While I found many of Paul Theroux's observations in "The Old Patagonian Express" to be dismal, his thoughts on airplane travel are right on:
"...The airplane passenger is a time traveler. He crawls into a carpeted tube reeking of disinfectant; he is strapped in to go home, or away. Time is truncated or, in any case, warped; he leaves in one time zone and emerges in another. And from the moment he steps into the tube and braces his knees on the seat in front, uncomfortably upright --from the moment he departs, his mind is focused on arrival. That is, if he has any sense at all. If he looked out the window he would see nothing but the tundra of the cloud layer, and above it empty space. Time is brilliantly blinded: there is nothing to see....Although it has become the way of the world, we still ought to lament the fact that airplanes have made us insensitive to space; we are encumbered, like lovers in suits of armor."
Okay, so maybe not the lovers part, but what's true about air travel is the way space and time are distorted. In an airplane, a day can last more than 24 hours, and a few steps can radically change our position on the globe.
"What interests me is the waking in the morning, the progress from the familiar to the slightly odd, to the rather strange, to the totally strange, and finally to the outlandish."
Rather than experiencing this natural progression, we're stuck jumping between opposite ends of the spectrum. Instead of linking origin and destination with meaning, the intervening time spent traveling is completely surreal and meaningless.
I left Guadalajara at 7:30 am on Friday and arrived home at 9:30 the next day. The intervening 25 hours (with time difference) is mostly a blur; the journey was discontinuous, spent mostly waiting in padded seats in various locations in air and on land. What I remember most are a few especially surreal moments, which I had the foresight to scrawl down on the back of a Borders receipt.

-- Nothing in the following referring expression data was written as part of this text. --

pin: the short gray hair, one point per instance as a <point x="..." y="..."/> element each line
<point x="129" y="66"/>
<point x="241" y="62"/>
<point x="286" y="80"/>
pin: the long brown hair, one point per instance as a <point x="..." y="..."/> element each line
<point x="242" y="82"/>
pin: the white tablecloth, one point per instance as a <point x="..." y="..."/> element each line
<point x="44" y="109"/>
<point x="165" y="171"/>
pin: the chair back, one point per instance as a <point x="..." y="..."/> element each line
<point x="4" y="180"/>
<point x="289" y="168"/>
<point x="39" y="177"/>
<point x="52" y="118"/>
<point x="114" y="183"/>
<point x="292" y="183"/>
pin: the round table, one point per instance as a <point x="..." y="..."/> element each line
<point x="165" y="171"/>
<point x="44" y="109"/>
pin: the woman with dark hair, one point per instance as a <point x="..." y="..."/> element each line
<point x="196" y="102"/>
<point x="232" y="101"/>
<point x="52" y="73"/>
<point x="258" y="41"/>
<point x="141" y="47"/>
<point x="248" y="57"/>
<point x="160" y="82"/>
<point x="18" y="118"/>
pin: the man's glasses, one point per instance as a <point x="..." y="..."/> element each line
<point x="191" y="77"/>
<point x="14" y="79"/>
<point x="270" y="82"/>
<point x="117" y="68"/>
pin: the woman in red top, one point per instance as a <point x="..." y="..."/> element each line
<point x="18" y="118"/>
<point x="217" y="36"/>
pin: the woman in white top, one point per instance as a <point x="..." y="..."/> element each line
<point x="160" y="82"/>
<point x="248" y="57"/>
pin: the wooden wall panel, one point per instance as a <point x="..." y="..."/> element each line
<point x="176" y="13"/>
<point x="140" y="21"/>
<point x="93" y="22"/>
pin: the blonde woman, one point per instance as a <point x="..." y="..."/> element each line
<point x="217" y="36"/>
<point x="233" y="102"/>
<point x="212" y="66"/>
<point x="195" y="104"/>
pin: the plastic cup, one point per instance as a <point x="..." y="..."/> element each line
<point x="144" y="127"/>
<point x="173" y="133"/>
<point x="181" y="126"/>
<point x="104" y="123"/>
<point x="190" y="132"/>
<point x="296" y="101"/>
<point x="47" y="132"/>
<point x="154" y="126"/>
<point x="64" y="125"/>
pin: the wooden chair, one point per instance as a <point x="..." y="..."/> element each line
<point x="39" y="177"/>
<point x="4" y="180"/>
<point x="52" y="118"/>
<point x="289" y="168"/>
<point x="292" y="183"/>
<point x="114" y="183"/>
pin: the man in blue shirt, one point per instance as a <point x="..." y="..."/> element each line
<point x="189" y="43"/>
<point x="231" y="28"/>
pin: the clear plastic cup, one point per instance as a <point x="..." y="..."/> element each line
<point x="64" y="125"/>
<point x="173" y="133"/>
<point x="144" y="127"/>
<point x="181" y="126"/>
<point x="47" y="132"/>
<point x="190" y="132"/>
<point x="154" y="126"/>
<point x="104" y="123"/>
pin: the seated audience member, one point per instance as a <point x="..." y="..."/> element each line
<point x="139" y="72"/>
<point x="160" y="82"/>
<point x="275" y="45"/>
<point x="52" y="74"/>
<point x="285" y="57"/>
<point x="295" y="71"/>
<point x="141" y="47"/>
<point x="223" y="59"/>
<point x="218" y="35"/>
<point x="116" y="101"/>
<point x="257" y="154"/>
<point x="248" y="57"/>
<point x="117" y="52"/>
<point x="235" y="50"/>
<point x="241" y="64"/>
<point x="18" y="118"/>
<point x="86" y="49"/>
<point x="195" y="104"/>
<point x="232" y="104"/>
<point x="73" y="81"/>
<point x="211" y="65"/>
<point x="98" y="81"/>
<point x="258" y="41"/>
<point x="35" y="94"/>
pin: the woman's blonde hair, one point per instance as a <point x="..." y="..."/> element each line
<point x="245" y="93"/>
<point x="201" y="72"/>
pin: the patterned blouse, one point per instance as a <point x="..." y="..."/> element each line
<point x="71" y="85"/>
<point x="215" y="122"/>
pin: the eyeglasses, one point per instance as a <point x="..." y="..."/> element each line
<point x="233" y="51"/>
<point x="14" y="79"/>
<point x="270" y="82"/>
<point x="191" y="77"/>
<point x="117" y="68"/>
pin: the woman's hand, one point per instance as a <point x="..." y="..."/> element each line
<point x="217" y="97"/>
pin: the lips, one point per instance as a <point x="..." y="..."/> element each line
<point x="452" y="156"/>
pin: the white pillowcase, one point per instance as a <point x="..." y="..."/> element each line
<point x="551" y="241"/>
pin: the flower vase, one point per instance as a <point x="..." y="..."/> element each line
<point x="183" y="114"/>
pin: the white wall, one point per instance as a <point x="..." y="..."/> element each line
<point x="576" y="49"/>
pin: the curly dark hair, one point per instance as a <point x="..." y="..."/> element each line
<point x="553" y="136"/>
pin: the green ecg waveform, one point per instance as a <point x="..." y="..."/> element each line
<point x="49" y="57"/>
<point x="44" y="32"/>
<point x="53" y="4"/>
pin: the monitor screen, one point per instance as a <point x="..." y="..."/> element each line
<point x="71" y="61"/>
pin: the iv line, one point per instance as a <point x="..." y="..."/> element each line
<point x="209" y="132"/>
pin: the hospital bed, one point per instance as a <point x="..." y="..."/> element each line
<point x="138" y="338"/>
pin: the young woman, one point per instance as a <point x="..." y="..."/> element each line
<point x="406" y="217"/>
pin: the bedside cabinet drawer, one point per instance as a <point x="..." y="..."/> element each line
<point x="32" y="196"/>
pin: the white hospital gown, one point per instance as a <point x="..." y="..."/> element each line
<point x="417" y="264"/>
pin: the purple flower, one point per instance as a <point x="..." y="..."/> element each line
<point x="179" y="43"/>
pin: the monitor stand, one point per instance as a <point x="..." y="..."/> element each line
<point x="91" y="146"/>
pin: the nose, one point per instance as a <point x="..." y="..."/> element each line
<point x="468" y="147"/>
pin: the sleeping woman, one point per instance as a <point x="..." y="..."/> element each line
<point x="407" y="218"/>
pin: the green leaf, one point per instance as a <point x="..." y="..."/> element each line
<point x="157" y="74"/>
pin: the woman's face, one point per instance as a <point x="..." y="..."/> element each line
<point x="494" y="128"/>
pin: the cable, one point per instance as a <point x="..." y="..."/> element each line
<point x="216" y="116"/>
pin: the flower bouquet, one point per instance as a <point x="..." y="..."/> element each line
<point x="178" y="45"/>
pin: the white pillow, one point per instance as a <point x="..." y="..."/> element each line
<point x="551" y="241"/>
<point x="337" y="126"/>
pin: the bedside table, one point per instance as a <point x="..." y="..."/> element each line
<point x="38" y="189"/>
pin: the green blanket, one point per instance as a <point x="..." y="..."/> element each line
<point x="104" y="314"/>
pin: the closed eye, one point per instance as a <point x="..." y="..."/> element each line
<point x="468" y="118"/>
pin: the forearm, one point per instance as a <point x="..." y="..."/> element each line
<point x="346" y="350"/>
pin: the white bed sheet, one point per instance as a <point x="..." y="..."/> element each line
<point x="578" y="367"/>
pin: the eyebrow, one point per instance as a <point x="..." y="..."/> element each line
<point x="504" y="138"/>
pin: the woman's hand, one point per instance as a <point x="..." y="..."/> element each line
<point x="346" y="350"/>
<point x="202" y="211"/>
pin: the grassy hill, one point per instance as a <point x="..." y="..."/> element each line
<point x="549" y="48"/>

1. While waiting in the tiny commuter jet terminal in Guadalajara, I spotted a family with a small boy, probably about 5 or 6. He had just discovered a bug crawling around on the terminal floor, and apparently mom thought it would be a good distraction while they waited. She plucked a paper cup from a small self-serve coffee bar and filled it with sugar. Then she placed the bug in it and handed the cup back to her son. He fiddled with his new toy, torturing the bug, but with a certain respect. I snuck a glance at the mom and she smiled back at me.
2. In Phoenix, I sat down at a row of chairs that was completely empty. Three minutes later the seats were occupied by a dad his two loud, spoiled sons who kept playing with their backpacks. I slumped in my seat, trying to finish the Theroux book, and soon the family was gone, replaced by a middle-aged couple. Then a man, some kind of airline employee, came and started staring at the woman. She started to get uncomfortable until he said, "Sorry, I'm just counting the seats." The couple and I looked at each other in bewilderment. This man's job was apparently to count how many seats in the airport were currently occupied. He was nice about it, though, and seemed confident that his job was important in the grand scheme of things.
3. Back in RDU, I boarded the Triangle Transit Authority bus which (I hoped) would take me the rest of the way home. I had never taken the bus before, but it made a climactic end for my 6-week sojourn. I got on the bus and asked the driver if this was the right bus to go to Durham. He said yes, but that we would have to travel out of the way before we got to the station where I would have to transfer to another bus. At Terminal C a man got on, dark-skinned, but either Carribean or African. From then on, at each successive stop, where nobody got on or off, the bus driver pulled to a stop, released the microphone from its holder, and announced the name of the stop, repeating it once for clarity. "Briar Creek, Briak Creek," he mumbled in that way that only public transportation employees can. The funny thing was, with only two of us in the bus, his announcements were purely symbolic, but he clung to them either out of rigor or routine. I laughed to myself that things here in the U.S. were perhaps just as strange and inexplicable as they seemed in Mexico.
4. When I finally debarked from the (second) Triangle bus, I still was about a mile and a half from my house. I shouldered my giant backpack and buckled the waistbelt for support. This was the first time in the whole trip I had really had to do some serious backpacking. I draped my messenger back around my neck, and in one free hand carried the bag of children's books I had purchased on Wednesday. I crossed under the Durham Freeway and made it to Club Blvd., which left pretty much a straight shot to my house.
As I walked, I surveyed the countryside in awe. Things were clean, there were no potholes in the road, and none of the houses were surrounded by walls, certainly not ones with broken glass sticking up from the top. Everything was green...here people put trash in its place, and toilet paper in the toilet. They drink out of the faucet, and don't put a plastic bag over a plate before they serve your food. All these small differences left me more paralyzed than anything. I was unable to judge whether things were better or worse here; they were just...too surreal.
I reached Oval Park where a few months before Joel, Michael, and I played pick-up basketball with a group of black guys. Today, however, there was a circle of about seven older people doing some kind of yoga or tai chi on the black top. They had their arms outstreched, with their hands erect perpendicular. Their knees partially-bent, they swayed in unison, somehow moving as one entity, or trying at least. I shook my head. This was getting really weird.
I rounded the corner on to my street, Englewood Avenue, and, with only a block left, I contemplated the last leg of my journey. I had traveled in a taxi, four planes, two buses, and now finally on foot. I could see my house and my car after a dip in the road, and thought it strange that I was actually about to walk on to my own porch. I was sweating and the red from the plastic bag was bleeding onto my hand. I switched it to the other hand but that same thing happened.
Finally I stood before the house, unsure of my next move. I looked around at my strange surroundings --how completely surreal to have finally made a complete circle. I took off my backpack and fished out the house key, which for so long had been hanging completely meaninglessly from the key chain. It fit perfectly in the lock, and as I turned it, the key regained its meaning.